Posts for Tag: demographics

US Baby Name Popularity Visualizer

Posted In: Fun
baby name popularity visualizer

I added a share button (arrow button) that lets you send a graph with specific name. It copies a custom URL to your clipboard which you can paste into a message/tweet/email.

How popular is your name in US history?

Use this visualization to explore statistics about names, specifically the popularity of different names throughout US history (1880 until 2020). This is a useful tool for seeing the rise (and fall) of popularity of names. Look at names that we think of as old-fashioned, and names that are more modern.

Instructions

  • Start typing a name into the input box above and the visualization will show all the names that begin with those letters. The graph will show the historical popularity of all these names as an area graph.
  • You can hover (or click on mobile) to bring up a tooltip (popup) that shows you the exact number of births with that name for different years (or decades) and the names rank in that time period.
  • It’s best used on computer (rather than a mobile or tablet device) so you can see the graph more clearly and also, if you click on a name wedge, it will zoom into names that begin with those letters.
  • You can select different views, Boy names, Girl names or both, as well as looking at the raw number of births or a normalized popularity that accounts for the differential number of births throughout the period between 1880 and 2020.
  • If you click the share (arrow) button, it will copy the parameters of the current graph you are looking at and create a custom URL to share with others. It copes the link into your clipboard and your browser’s address (URL) bar.

Isn’t there something out there like this already? Baby Name Wizard and Baby Name Voyager

This visualization is not my original idea, but rather a re-creation of the Baby Name Voyager (from the Baby Name Wizard website) created by Laura Wattenberg. The original visualization disappeared (for some unknown reason) from the web, and I thought it was a shame that we should be deprived of such a fun resource.

It started about a week ago, when I saw on twitter that the Baby Name Wizard website was gone. Here’s the blog post from Laura. I hadn’t used it in probably a decade, but it flashed me back to many years ago well before I got into web programming and dataviz and I remember seeing the Baby Name Voyager and thinking how amazing it was that someone could even make such a thing. Everyone I knew played with it quite a bit when it first came out. It got me thinking that it should still be around and that I could probably make it now with my programming skills and how cool that would be.

So I downloaded the frequency data for Baby Names from the US Social Security Administration and set to work trying to create a stacked area graph of baby names vs time.
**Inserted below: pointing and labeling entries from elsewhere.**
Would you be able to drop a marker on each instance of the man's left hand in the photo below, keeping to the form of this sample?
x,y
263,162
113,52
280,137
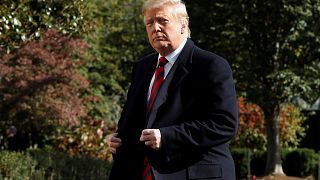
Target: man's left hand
x,y
151,138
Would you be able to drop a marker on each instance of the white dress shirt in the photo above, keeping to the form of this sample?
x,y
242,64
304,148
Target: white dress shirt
x,y
172,57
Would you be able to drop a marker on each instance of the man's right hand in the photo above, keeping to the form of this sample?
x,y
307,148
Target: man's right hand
x,y
114,143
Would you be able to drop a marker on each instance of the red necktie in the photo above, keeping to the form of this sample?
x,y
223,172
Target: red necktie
x,y
158,80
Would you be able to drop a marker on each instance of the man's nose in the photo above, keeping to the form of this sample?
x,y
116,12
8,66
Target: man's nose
x,y
156,27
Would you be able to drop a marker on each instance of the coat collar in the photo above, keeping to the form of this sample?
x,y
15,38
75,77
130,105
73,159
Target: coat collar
x,y
177,73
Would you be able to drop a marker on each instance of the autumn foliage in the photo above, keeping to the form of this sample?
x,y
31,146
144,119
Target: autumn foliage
x,y
251,127
252,132
43,95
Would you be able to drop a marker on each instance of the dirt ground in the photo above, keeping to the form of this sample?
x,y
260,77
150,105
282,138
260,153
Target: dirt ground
x,y
282,178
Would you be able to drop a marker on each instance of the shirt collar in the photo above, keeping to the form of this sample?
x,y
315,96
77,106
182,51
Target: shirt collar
x,y
172,57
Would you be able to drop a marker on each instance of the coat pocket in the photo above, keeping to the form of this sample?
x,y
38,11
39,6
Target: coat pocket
x,y
205,171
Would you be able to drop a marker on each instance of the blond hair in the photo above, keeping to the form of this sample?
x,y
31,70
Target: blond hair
x,y
179,11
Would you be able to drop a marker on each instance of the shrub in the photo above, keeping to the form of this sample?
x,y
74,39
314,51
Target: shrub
x,y
251,126
291,129
59,165
16,165
50,164
299,162
240,156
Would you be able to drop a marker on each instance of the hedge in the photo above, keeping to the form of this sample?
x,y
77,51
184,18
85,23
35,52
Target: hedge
x,y
298,162
50,164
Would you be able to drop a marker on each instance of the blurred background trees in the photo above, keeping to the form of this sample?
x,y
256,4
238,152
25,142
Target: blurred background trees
x,y
274,49
66,66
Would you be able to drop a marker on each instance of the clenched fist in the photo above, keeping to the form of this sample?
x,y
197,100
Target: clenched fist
x,y
151,138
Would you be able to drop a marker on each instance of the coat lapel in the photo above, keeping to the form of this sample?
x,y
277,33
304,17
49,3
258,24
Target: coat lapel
x,y
177,73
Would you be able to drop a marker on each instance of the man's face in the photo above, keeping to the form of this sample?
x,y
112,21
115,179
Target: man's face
x,y
165,31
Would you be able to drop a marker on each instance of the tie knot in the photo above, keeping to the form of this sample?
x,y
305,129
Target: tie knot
x,y
162,61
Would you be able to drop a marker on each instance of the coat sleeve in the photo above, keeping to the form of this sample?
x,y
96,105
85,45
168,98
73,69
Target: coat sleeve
x,y
217,122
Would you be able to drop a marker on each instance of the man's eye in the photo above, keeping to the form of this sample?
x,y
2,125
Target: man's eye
x,y
149,23
163,21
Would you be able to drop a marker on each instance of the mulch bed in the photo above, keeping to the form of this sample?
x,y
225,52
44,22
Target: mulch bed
x,y
282,178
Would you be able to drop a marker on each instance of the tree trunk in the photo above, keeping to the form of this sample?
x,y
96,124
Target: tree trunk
x,y
273,166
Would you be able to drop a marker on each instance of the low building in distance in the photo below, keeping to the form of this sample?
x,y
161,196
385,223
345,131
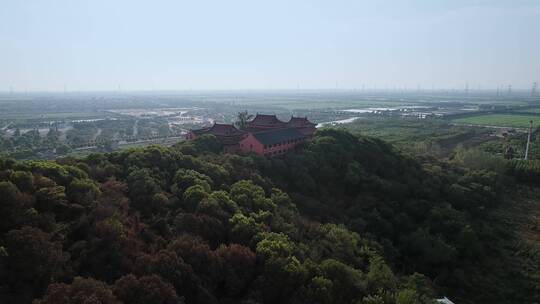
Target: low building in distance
x,y
265,135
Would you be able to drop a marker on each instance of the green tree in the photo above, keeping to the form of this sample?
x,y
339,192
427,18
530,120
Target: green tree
x,y
242,118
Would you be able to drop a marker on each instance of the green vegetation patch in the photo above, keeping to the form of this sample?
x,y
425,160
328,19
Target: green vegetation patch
x,y
501,120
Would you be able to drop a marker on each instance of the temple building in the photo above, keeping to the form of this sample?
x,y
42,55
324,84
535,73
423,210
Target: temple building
x,y
265,135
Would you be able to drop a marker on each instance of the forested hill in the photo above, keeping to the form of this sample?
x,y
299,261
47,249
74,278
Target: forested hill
x,y
346,220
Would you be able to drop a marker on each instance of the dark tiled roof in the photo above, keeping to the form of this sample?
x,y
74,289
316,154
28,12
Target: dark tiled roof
x,y
277,136
266,120
299,122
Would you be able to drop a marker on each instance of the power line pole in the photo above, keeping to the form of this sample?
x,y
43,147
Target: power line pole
x,y
528,141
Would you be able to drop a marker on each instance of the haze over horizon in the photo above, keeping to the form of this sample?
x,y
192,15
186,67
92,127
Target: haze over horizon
x,y
175,45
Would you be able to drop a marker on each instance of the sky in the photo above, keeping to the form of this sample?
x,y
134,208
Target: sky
x,y
86,45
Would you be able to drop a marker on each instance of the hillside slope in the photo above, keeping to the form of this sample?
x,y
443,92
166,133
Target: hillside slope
x,y
346,220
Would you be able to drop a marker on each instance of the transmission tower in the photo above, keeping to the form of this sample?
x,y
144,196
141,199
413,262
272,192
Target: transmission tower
x,y
528,141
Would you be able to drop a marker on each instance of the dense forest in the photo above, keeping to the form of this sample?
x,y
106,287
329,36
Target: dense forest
x,y
345,219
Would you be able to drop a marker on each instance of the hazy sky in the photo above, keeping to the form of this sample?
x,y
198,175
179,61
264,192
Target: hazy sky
x,y
273,44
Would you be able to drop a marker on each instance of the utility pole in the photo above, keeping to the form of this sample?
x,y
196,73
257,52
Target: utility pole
x,y
528,141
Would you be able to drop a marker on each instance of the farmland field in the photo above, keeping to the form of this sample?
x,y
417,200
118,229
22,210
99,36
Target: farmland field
x,y
500,120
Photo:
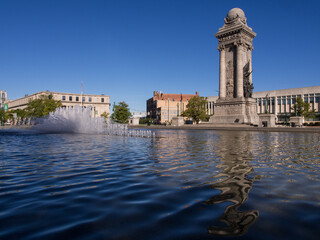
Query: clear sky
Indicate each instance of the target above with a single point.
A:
(129, 48)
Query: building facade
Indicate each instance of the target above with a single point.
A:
(99, 103)
(162, 107)
(281, 102)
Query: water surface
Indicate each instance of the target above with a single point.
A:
(180, 185)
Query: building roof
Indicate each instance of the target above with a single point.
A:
(172, 96)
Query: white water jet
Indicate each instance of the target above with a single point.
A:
(79, 120)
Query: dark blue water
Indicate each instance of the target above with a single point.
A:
(181, 185)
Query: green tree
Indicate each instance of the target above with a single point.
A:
(121, 112)
(42, 106)
(302, 108)
(196, 109)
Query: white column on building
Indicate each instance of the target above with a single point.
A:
(239, 70)
(222, 72)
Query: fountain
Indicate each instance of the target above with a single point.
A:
(78, 120)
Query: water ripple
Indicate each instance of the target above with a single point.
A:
(179, 185)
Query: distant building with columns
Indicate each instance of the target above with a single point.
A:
(99, 103)
(163, 106)
(280, 102)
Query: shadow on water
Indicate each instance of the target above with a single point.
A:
(235, 153)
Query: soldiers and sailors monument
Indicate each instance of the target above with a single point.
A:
(235, 103)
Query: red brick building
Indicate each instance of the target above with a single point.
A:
(163, 106)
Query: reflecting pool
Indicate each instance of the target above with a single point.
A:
(180, 185)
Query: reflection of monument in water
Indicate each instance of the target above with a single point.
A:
(234, 150)
(235, 103)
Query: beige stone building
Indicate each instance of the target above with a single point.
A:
(162, 107)
(280, 102)
(99, 103)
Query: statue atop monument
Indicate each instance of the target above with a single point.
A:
(235, 103)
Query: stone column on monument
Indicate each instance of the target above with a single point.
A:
(250, 48)
(239, 70)
(222, 72)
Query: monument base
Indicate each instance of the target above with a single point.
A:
(236, 110)
(177, 121)
(296, 121)
(267, 120)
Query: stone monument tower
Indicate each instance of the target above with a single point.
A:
(235, 103)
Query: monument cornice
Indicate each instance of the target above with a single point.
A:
(242, 29)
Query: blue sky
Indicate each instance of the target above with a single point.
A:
(129, 48)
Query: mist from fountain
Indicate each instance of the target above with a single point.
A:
(79, 120)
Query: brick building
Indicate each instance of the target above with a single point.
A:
(163, 106)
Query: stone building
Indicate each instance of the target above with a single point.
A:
(99, 103)
(235, 103)
(280, 102)
(163, 106)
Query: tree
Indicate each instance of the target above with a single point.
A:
(196, 109)
(42, 106)
(121, 112)
(302, 108)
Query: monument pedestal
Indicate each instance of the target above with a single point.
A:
(236, 110)
(267, 120)
(177, 121)
(296, 121)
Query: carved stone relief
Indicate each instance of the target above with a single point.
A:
(230, 81)
(247, 86)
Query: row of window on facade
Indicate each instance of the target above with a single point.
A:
(77, 98)
(313, 99)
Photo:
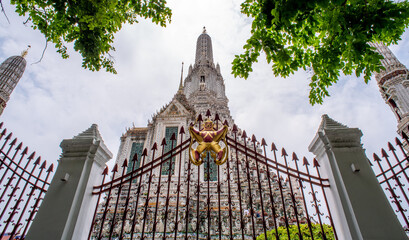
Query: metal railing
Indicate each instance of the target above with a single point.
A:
(392, 173)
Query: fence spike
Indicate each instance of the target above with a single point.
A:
(173, 137)
(43, 165)
(125, 164)
(38, 160)
(376, 158)
(273, 147)
(283, 152)
(19, 146)
(115, 168)
(295, 158)
(9, 136)
(25, 151)
(398, 142)
(13, 142)
(305, 162)
(31, 157)
(4, 132)
(51, 168)
(316, 164)
(404, 135)
(134, 158)
(391, 148)
(234, 128)
(244, 134)
(384, 154)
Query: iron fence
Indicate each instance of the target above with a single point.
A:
(392, 174)
(23, 182)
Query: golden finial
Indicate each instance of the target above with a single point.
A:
(181, 80)
(25, 52)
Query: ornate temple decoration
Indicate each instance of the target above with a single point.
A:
(208, 142)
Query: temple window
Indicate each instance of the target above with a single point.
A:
(168, 134)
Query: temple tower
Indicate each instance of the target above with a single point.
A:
(393, 84)
(11, 71)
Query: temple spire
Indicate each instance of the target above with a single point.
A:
(181, 80)
(389, 62)
(204, 50)
(25, 52)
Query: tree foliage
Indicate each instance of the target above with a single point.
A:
(325, 36)
(294, 233)
(89, 24)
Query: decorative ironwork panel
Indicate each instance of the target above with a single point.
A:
(23, 183)
(251, 195)
(137, 148)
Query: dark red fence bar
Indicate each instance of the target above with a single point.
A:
(23, 183)
(249, 196)
(392, 173)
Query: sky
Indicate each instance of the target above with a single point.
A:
(57, 99)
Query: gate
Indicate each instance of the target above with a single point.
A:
(23, 183)
(392, 174)
(254, 192)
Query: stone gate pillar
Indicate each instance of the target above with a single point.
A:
(358, 204)
(68, 207)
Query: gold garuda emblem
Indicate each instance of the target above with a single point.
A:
(208, 139)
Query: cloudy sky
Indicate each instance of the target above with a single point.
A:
(57, 99)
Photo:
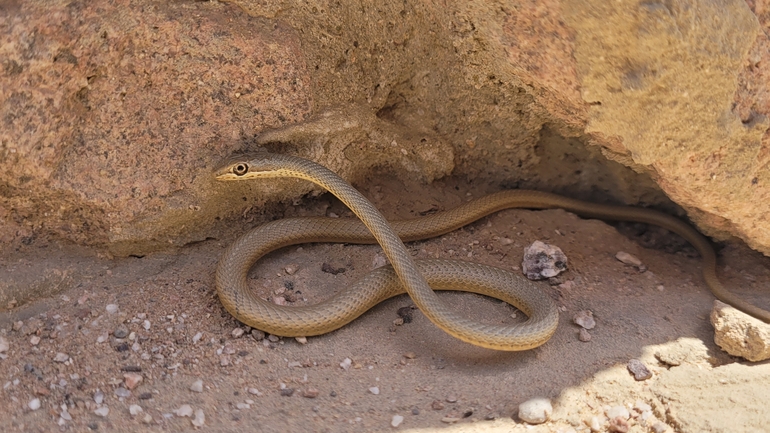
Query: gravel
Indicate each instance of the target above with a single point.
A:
(536, 410)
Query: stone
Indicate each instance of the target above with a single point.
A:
(536, 410)
(739, 334)
(542, 261)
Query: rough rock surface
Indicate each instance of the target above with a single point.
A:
(115, 113)
(740, 334)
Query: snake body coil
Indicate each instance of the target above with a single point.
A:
(405, 274)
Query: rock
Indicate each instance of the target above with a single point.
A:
(536, 410)
(184, 410)
(200, 418)
(34, 404)
(630, 259)
(639, 370)
(739, 334)
(585, 319)
(135, 409)
(132, 380)
(197, 386)
(120, 332)
(543, 261)
(102, 411)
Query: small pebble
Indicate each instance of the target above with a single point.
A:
(34, 404)
(585, 319)
(197, 386)
(184, 410)
(346, 363)
(120, 332)
(542, 261)
(629, 259)
(102, 411)
(200, 418)
(132, 380)
(619, 425)
(310, 393)
(639, 370)
(536, 410)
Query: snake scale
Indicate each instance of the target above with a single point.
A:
(405, 274)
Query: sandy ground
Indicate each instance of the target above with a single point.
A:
(178, 333)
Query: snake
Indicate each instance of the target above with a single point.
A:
(418, 278)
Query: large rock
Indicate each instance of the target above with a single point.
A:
(739, 334)
(115, 113)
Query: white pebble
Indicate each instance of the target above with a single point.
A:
(628, 259)
(34, 404)
(618, 411)
(346, 363)
(199, 419)
(197, 386)
(184, 410)
(536, 410)
(102, 411)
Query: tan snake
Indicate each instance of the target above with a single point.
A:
(406, 274)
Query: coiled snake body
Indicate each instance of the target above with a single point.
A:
(406, 274)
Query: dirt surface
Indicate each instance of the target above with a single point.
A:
(175, 332)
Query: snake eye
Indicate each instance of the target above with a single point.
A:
(241, 169)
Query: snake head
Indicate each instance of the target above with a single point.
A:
(259, 164)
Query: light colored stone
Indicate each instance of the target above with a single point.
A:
(197, 386)
(739, 334)
(536, 410)
(543, 261)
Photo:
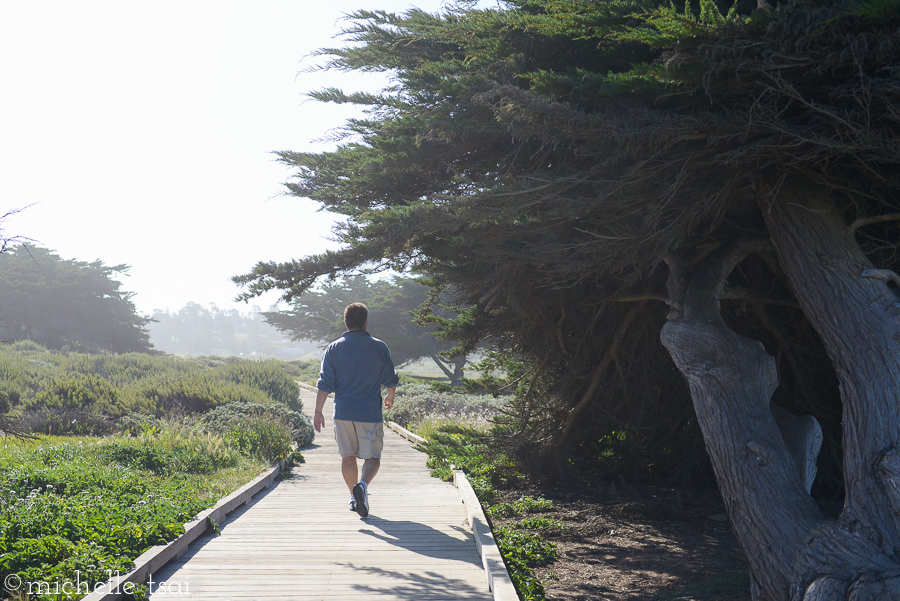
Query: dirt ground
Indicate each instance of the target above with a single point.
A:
(621, 543)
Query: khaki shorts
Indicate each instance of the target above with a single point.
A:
(363, 439)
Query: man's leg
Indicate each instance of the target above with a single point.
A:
(350, 470)
(370, 468)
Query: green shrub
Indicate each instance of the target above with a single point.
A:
(420, 404)
(223, 418)
(78, 392)
(269, 376)
(262, 438)
(537, 522)
(65, 422)
(523, 552)
(467, 449)
(525, 504)
(172, 449)
(191, 393)
(66, 508)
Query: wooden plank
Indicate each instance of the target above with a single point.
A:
(298, 540)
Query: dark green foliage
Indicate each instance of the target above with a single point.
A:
(268, 376)
(522, 552)
(525, 504)
(540, 160)
(78, 393)
(72, 507)
(262, 438)
(64, 303)
(467, 449)
(226, 418)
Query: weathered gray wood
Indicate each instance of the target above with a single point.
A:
(299, 540)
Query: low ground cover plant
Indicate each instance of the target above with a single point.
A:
(423, 410)
(489, 470)
(80, 509)
(54, 392)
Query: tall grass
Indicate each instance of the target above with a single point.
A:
(77, 508)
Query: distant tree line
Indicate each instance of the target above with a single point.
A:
(63, 303)
(197, 330)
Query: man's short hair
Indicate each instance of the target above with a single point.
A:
(355, 316)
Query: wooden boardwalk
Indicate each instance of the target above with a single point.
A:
(299, 540)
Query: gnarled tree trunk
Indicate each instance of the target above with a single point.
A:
(794, 552)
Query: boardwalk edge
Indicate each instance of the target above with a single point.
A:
(498, 578)
(406, 433)
(156, 557)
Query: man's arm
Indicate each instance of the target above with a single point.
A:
(319, 418)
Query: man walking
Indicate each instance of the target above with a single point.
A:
(354, 368)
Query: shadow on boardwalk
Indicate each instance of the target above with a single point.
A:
(418, 586)
(410, 536)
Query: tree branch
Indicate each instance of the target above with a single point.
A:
(870, 220)
(608, 357)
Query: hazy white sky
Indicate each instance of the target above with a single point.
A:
(142, 133)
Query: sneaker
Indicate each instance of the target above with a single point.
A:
(361, 495)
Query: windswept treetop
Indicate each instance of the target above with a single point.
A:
(593, 178)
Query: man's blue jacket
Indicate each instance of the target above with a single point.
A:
(354, 368)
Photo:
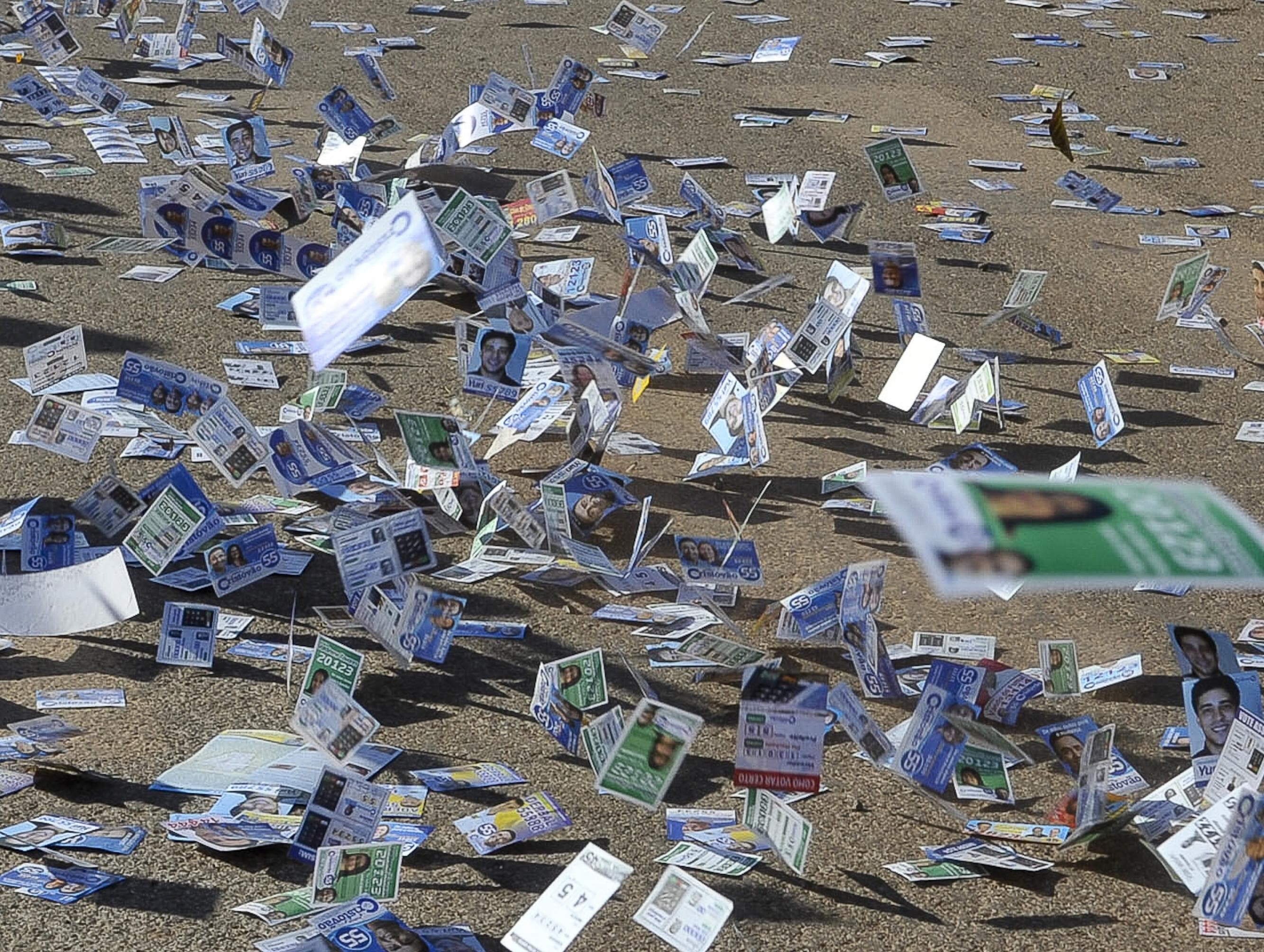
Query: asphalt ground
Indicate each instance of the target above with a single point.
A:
(1103, 294)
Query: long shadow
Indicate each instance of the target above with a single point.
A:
(27, 200)
(88, 659)
(1124, 170)
(1126, 867)
(860, 449)
(1162, 691)
(1048, 924)
(887, 898)
(88, 787)
(152, 896)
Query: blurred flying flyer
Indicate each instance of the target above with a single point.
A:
(66, 429)
(566, 907)
(649, 753)
(683, 912)
(376, 275)
(333, 723)
(895, 268)
(344, 873)
(971, 533)
(1182, 286)
(781, 730)
(55, 359)
(515, 821)
(1098, 395)
(894, 170)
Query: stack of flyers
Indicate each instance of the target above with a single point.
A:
(12, 782)
(343, 810)
(164, 530)
(333, 723)
(468, 777)
(66, 429)
(58, 886)
(187, 635)
(513, 821)
(683, 912)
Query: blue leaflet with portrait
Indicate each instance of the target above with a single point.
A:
(377, 79)
(33, 879)
(868, 653)
(123, 842)
(631, 183)
(246, 143)
(211, 524)
(357, 207)
(568, 89)
(429, 621)
(167, 387)
(1229, 894)
(271, 57)
(931, 748)
(47, 543)
(558, 716)
(708, 560)
(1066, 739)
(344, 116)
(1089, 190)
(649, 233)
(595, 495)
(247, 558)
(975, 458)
(560, 138)
(815, 610)
(497, 365)
(1098, 394)
(304, 456)
(910, 318)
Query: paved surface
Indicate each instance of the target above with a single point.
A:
(1103, 294)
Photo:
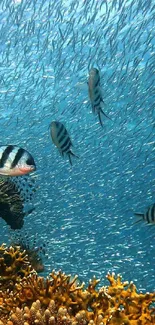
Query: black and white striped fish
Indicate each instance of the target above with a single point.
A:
(95, 93)
(61, 139)
(148, 216)
(12, 201)
(15, 161)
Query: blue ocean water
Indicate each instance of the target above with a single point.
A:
(84, 212)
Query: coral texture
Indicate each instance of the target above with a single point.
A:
(60, 300)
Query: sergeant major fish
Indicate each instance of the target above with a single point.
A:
(15, 161)
(12, 201)
(61, 139)
(148, 216)
(95, 93)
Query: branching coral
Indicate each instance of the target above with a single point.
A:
(60, 300)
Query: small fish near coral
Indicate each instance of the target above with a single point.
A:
(95, 95)
(12, 200)
(148, 216)
(61, 139)
(35, 251)
(15, 161)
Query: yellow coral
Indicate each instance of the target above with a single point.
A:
(60, 300)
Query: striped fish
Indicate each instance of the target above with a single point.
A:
(15, 161)
(95, 93)
(148, 216)
(12, 204)
(61, 139)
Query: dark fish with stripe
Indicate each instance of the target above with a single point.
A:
(15, 161)
(148, 216)
(95, 93)
(12, 203)
(61, 139)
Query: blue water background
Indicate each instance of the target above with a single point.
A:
(84, 213)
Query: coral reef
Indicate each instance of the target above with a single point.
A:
(61, 300)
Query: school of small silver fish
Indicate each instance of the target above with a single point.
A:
(82, 73)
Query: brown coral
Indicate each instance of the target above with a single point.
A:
(60, 300)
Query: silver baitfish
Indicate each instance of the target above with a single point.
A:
(148, 216)
(15, 161)
(95, 93)
(61, 139)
I started with my go to library for fast dataviz (Plotly.js) but eventually ended up creating the visualization in d3.js which is harder for me, but made it very responsive. I’m not an expert in d3, but know enough that using some similar examples and with lots of googling and stack overflow, I could create what I wanted.

I emailed Laura after creating a sample version, just to make sure it was okay to re-create it as a tribute to the Baby Name Wizard / Voyager and got the okay from her.

Where does the data come from?

Some info about Data (from SSA Baby Names Website):

All names are from Social Security card applications for births that occurred in the United States after 1879. Note that many people born before 1937 never applied for a Social Security card, so their names are not included in our data.

Name data are tabulated from the “First Name” field of the Social Security Card Application. Hyphens and spaces are removed, thus Julie-Anne, Julie Anne, and Julieanne will be counted as a single entry.
Name data are not edited. For example, the sex associated with a name may be incorrect.

Different spellings of similar names are not combined. For example, the names Caitlin, Caitlyn, Kaitlin, Kaitlyn, Kaitlynn, Katelyn, and Katelynn are considered separate names and each has its own rank.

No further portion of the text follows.